4. Las personas de rendimiento extraordinario establecen conexiones humanas. Todas las actividades profesionales giran en torno a las relaciones. No hay nada más importante que crear lazos emocionales con tus compañeros de equipo, tus proveedores y tus clientes. Muchas organizaciones creen erróneamente que en el mercado actual se compite por la cuota en el gasto del consumidor. Lo cierto es que en los actuales mercados la competencia gira en torno a las emociones de la gente. Hazte visible en tus relaciones. Tómate la molestia de memorizar los cumpleaños y de escribir a mano cada semana notas personales de agradecimiento. Es fundamental que los demás sepan que no te son indiferentes. Si les abres tu corazón, te recompensarán con su lealtad y también con su afecto.
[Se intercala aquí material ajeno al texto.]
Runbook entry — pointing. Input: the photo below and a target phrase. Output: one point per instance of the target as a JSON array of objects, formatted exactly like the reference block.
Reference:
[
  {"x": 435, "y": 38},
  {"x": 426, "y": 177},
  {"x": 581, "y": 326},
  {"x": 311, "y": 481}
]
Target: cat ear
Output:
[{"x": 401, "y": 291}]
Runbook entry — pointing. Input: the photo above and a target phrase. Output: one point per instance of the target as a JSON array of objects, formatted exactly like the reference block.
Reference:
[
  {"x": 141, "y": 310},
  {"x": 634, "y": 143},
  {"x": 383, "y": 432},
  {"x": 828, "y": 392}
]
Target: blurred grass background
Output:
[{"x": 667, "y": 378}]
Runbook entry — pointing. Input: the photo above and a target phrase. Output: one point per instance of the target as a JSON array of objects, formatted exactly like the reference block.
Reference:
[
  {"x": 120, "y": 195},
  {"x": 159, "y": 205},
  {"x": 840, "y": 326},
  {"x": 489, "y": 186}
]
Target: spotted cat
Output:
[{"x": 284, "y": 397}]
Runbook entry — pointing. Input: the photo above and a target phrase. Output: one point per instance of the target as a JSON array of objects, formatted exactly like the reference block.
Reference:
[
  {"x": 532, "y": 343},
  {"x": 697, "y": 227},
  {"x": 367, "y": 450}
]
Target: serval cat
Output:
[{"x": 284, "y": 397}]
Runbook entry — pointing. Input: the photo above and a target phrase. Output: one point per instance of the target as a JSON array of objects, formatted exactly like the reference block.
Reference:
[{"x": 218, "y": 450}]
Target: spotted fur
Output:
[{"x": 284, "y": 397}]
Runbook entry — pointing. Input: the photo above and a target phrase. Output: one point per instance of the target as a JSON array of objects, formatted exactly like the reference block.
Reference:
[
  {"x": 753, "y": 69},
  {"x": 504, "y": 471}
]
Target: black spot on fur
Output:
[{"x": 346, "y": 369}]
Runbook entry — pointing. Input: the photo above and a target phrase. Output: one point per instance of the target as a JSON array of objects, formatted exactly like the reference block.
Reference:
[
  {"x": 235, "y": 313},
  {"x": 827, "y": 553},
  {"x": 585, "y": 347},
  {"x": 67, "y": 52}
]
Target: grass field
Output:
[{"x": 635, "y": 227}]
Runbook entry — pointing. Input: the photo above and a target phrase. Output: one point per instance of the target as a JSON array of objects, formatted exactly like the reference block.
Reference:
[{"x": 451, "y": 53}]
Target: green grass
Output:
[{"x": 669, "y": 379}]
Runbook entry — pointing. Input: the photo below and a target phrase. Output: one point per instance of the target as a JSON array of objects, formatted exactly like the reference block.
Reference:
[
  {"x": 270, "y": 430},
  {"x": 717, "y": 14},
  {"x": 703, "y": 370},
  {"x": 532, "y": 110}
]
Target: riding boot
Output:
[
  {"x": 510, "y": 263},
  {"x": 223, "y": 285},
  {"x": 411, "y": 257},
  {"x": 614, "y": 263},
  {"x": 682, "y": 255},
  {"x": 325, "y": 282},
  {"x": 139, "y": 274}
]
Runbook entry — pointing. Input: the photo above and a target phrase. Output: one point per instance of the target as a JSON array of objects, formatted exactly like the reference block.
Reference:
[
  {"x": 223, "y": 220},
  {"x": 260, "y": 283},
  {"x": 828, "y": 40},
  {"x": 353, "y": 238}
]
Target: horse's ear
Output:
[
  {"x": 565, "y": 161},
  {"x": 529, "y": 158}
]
5. Las personas de rendimiento extraordinario crean un valor excepcional. Estoy profundamente convencido de que en el mercado actual se nos gratifica en función del valor que añadimos. Si quieres más beneficios, aporta más valor. Dales a tus clientes más valor del que tienen derecho a esperar. Promete siempre por debajo de tus posibilidades, y luego da más de lo que se espera de ti. Reflexiona hasta altas horas de la noche sobre la mejor manera de servir a las personas con las que tienes el privilegio de hacer negocios y ayudarlas a cumplir sus sueños. Será un empujón decisivo para tu carrera.

6. Las personas de rendimiento extraordinario se vuelcan en la excelencia. Uno de los aspectos en los que hago más hincapié durante el programa de dos días de la Elite Performers Series es un proceso que ha demostrado ayudar a cualquier trabajador a alcanzar la excelencia en todo lo que hace. Personalmente la palabra «excelencia» me parece muy bonita. Las personas de rendimiento extraordinario se hacen constantemente la siguiente pregunta: «¿La manera que tengo de mostrarme a los demás es excelente en todo el sentido de la palabra, es un reflejo de alguien que juega en primera división?». En el mundo en que vivimos impera la mediocridad. Cuando te dedicas, o mejor dicho te vuelcas, en llegar a la excelencia, tanto en tu forma de pensar como en tus actos, destacas en un mercado repleto de gente y demuestras un verdadero liderazgo.

7. Las personas de rendimiento extraordinario profundizan en sí mismos. No hay cambio posible sin cambio personal. Vivimos en un mundo centrado en lo exterior, que nos vende la idea de que nuestras vidas cambiarán el día en que ganemos más dinero, tengamos un coche mejor o subamos en el escalafón jerárquico, pero cuando obtenemos cualquiera de estas cosas nos quedamos vacíos e insatisfechos. El verdadero éxito deriva del éxito interior. Dedícate a averiguar quién eres realmente; conecta de nuevo con tu luminosidad; enfréntate a tus miedos; evalúa la calidad de tu vida y lo que quieres que represente; reflexiona sobre las convicciones que te están limitando y pregúntate de dónde vienen. La mejor inversión que puedes hacer es invertir en tu mejor yo.

Citas en las que inspirarte

Fomenta todas tus disposiciones de índole virtuosa, y ejercítalas siempre que surja la oportunidad con la certeza de que adquirirán más fuerza a través del ejercicio, al igual que las extremidades corporales, y de que el ejercicio las volverá habituales.

THOMAS JEFFERSON

El amor a uno mismo no solo es necesario y bueno, sino un requisito imprescindible para amar a los demás.

ROLLO MAY

Nos preparamos constantemente para vivir, pero nunca vivimos.